Шрифт:
Мы все были слепы.
Папа готов был и сам примкнуть к нацистам. Как бы не так!
— То, как они ополчились против жидков, это, конечно, слишком, — считал он. — Но в остальном? Нечего и возразить. Если бы еще Хайтцендорфф так не задавался.
— Вот они все время говорят о порядке, — сказала мама и вытянула трубочкой свой пансионский ротик, — но что это за порядок, если консьерж больше не носит уголь на этаж? В такую холодную погоду.
— Все уладится, — сказал папа. — Это от избытка первого воодушевления.
Я хотел быть остроумным и сказал:
— Единственное, чем мог воодушевиться Хайтцендорфф, это порядок в доме.
Ха-ха-ха.
Они вымели все подчистую.
— Наконец-то что-то великое, — сказал Яннингс. — В этой стране слишком долго не было ничего поистине великого.
По тому, какую позу он при этом принял, можно было предположить, что он имеет в виду себя самого.
— Это хорошо для авиации. — Единственное, что интересовало Рюмана. — Предвыборная кампания с самолетами, — сказал он, — это нечто. Тут бы я и сам стал рейхсканцлером.
Но он бы не имел шансов, при всей своей популярности.

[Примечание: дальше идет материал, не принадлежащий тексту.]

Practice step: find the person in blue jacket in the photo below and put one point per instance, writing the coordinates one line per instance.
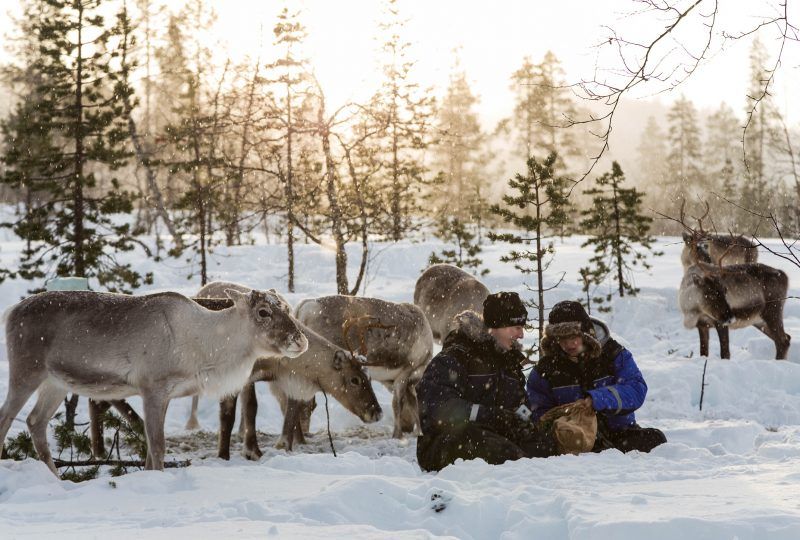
(472, 394)
(580, 360)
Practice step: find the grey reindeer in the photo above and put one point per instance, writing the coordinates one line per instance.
(723, 287)
(395, 338)
(160, 346)
(443, 291)
(294, 382)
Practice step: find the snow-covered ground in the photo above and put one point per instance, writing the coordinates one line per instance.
(729, 471)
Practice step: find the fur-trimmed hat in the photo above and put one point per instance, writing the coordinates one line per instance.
(504, 309)
(567, 319)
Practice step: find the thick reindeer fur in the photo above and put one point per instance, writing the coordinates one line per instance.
(723, 249)
(443, 291)
(323, 366)
(111, 346)
(398, 348)
(733, 296)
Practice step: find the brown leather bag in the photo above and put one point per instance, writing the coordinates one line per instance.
(574, 426)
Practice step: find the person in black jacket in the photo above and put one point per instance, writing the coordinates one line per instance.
(581, 361)
(471, 397)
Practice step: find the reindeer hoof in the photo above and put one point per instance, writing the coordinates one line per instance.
(283, 444)
(252, 454)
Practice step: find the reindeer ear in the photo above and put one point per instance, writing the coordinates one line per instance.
(339, 358)
(240, 299)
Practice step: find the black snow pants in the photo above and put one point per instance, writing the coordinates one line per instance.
(436, 451)
(626, 440)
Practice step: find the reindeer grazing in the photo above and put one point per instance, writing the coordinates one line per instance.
(159, 346)
(443, 291)
(730, 296)
(724, 249)
(323, 366)
(395, 338)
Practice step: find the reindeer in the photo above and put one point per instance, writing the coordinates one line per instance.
(160, 346)
(395, 338)
(721, 249)
(323, 366)
(730, 296)
(443, 291)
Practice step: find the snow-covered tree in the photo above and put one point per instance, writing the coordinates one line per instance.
(536, 209)
(619, 234)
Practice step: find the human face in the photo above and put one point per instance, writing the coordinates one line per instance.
(572, 345)
(507, 336)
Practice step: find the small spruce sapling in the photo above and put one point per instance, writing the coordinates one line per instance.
(619, 234)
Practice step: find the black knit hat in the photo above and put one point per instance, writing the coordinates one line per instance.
(568, 318)
(504, 309)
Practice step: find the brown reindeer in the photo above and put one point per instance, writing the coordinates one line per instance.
(396, 337)
(724, 249)
(323, 366)
(443, 291)
(111, 346)
(730, 296)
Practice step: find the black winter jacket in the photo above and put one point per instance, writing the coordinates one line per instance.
(469, 380)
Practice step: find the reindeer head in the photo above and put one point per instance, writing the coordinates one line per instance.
(351, 386)
(275, 332)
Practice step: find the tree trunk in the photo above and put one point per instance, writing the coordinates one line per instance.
(618, 241)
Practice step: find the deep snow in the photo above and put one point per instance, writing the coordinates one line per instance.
(731, 470)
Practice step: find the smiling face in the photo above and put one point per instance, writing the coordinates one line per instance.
(508, 336)
(572, 345)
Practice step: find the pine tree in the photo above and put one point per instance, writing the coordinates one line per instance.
(406, 112)
(537, 209)
(543, 111)
(541, 121)
(290, 75)
(459, 153)
(685, 154)
(722, 161)
(73, 228)
(195, 160)
(761, 130)
(619, 234)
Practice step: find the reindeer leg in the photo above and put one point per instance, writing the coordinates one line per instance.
(305, 415)
(723, 333)
(155, 410)
(303, 423)
(289, 423)
(227, 416)
(127, 412)
(50, 397)
(19, 390)
(398, 390)
(411, 421)
(96, 410)
(250, 449)
(193, 423)
(702, 329)
(773, 329)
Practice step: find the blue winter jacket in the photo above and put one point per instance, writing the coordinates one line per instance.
(611, 378)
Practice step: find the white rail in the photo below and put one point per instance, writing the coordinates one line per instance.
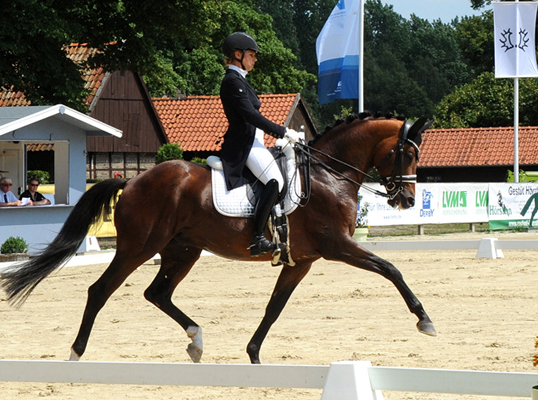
(347, 380)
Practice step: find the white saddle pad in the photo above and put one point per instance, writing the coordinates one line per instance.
(235, 202)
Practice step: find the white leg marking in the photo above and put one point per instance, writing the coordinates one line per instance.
(195, 349)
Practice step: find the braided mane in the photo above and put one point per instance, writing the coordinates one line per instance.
(353, 117)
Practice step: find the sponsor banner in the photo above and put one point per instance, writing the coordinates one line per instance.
(380, 213)
(513, 205)
(462, 202)
(435, 203)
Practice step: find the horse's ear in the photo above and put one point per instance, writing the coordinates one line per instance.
(415, 132)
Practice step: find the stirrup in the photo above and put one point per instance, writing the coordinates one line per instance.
(260, 245)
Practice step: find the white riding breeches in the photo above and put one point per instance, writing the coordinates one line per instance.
(262, 163)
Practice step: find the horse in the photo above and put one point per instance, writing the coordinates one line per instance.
(169, 210)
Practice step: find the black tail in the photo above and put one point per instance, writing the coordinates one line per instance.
(19, 281)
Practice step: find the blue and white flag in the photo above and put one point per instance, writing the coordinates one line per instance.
(337, 50)
(515, 55)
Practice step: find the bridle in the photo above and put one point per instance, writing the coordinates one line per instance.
(393, 184)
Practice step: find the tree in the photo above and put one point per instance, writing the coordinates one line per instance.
(475, 39)
(486, 102)
(31, 41)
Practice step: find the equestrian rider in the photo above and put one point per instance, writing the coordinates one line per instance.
(243, 144)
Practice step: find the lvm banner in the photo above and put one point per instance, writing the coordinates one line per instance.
(513, 205)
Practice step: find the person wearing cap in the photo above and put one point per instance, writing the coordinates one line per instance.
(7, 198)
(243, 144)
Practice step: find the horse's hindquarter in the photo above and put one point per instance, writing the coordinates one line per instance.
(173, 201)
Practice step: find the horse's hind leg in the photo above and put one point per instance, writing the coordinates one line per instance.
(175, 265)
(98, 293)
(287, 282)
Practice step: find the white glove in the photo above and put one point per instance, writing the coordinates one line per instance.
(292, 136)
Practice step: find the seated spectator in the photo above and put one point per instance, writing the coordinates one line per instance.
(7, 198)
(36, 198)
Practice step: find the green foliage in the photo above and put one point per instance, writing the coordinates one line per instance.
(475, 37)
(169, 151)
(199, 160)
(43, 177)
(14, 245)
(488, 101)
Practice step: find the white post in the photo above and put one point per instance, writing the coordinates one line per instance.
(349, 380)
(516, 122)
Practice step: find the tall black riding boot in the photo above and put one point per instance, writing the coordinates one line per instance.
(259, 244)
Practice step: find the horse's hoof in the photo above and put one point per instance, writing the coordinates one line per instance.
(74, 356)
(426, 328)
(194, 352)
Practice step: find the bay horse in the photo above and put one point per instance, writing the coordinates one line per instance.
(169, 210)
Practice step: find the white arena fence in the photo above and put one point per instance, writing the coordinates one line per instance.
(346, 380)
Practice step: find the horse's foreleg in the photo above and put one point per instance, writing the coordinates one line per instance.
(98, 294)
(160, 294)
(363, 259)
(287, 282)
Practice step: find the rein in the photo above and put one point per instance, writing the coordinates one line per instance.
(393, 184)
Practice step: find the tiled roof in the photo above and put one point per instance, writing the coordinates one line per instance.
(477, 147)
(198, 123)
(78, 53)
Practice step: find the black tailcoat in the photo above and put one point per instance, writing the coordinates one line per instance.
(241, 106)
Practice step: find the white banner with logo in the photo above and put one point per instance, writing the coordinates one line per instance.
(514, 25)
(513, 205)
(435, 203)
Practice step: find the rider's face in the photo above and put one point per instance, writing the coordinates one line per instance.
(249, 59)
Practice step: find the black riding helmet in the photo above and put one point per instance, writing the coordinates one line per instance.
(239, 41)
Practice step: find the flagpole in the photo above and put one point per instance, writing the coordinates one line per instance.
(361, 57)
(516, 129)
(516, 125)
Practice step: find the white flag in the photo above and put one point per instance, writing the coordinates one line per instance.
(337, 50)
(515, 55)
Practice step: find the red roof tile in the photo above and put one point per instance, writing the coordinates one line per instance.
(198, 123)
(477, 147)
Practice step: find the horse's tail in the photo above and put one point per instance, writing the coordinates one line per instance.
(20, 280)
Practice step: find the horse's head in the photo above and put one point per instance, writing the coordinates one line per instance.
(397, 162)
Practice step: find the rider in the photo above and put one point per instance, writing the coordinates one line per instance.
(243, 144)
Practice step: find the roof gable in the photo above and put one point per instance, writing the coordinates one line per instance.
(478, 147)
(78, 53)
(19, 118)
(198, 123)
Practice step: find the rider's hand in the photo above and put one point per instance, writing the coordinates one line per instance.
(292, 135)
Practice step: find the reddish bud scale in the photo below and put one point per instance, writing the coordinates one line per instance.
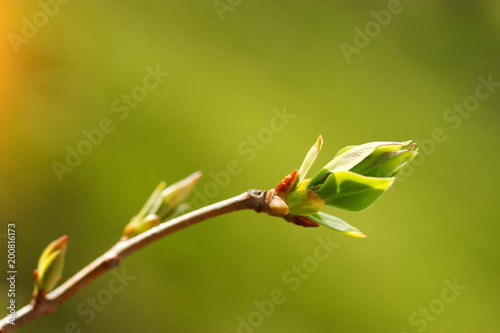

Один критик назвал его „жалким маленьким кроликом“, а время было не для кроликов. Время было для волков.
Которых мы принимали за комнатных собачек. Которых уж кто-нибудь прогонит, если они надоедят своим тявканьем. Мы над ними посмеивались.
— Я чемпион мира в тяжелом весе, — сказал Шмелинг. — Мне все равно, кто там подо мной будет править Германией.
Маленький Корбиниан смеялся угодливым смехом и находил это высказывание совершенно великолепным.
Вообще противники нацистов все были остроумные люди. Но смех не убивает. Или убивает как раз того, кто верит, что шутками можно выступить против оружия.
Только Отто Буршатц не находил в нацистах ничего смешного. Они внушали ему ужас.
— Надо же, стоит только вступить в их союз — и ты уже начальник. А ведь мы еще с войны знаем: под конец они всех замордуют.
— Я уже заказал в костюмерную ассортимент их униформ, — сказал фон Нойсер. Как директор картины он обязан был все предусмотреть. — Скоро они пожелают снимать и свои фильмы.
В которых я должен выступить в качестве режиссера.
— Их надо держаться, — говорили в столовой УФА. — Хугенберг за них, а он никогда не инвестирует во что попало.
Алеман только ухмылялся. Он уже давно обзавелся партийным значком, но покуда носил его под лацканом. Береженого Бог бережет.
— У меня нет времени на такое ребячество, — сказал я. — Я должен делать кино.
Я должен делать этот фильм.
— Мне не нравятся эти люди, — сказала Ольга. — Они неопрятны. Как они говорят свои речи — это все равно что прийти на рентген в несвежем белье.
У нее было верное чутье — Ольгу всегда отличало верное чутье, — но и она не могла себе представить, как далеко все зайдет. Представить себе Терезин нельзя.
Догадки — да, они у нас были. Только мы сами себе не верили. Не всерьез.
— Может, придется покинуть Германию, — сказал однажды Кортнер.
— Куда же ты хочешь податься? — спросил Лорре.
— В Австрию. Пока там есть Рейнхардт, никто из нас не останется без работы.
Вот только вскоре уже не было ни Рейнхардта, ни Австрии.
Когда протекает крыша, под капли ставят ведро.
— Завтра вызову кровельщика, — говорят.
Кому же придет в голову, что может рухнуть все здание?
Курьер из центрального секретариата. У них там и курьеры, и пишущие машинки, и секретарши. Настоящая управа. Как будто они и впрямь могут что-то определять. Дай им волю, так они и униформу бы для себя заказали.
Меня вызывает к себе Эпштейн, прямо сейчас. Никаких „через десять минут“. Немедленно. У него для меня важная информация.
— Речь идет о жизни и смерти? — спросил я.
Молодой человек с нарукавной повязкой не замечает иронии и горячо кивает. Он идиот. В Терезине дело всегда идет о жизни и смерти.
— Иду, — сказал я. — Вот только оставлю записку жене.
Это он понимает. Вызов к еврейскому старосте всегда может означать, что вызывают к Раму. Откуда не каждый возвращается. Но я должен поторопиться, говорит он.
— Идите вперед и дайте знать, что я уже в пути. Иначе господин Эпштейн будет нервничать.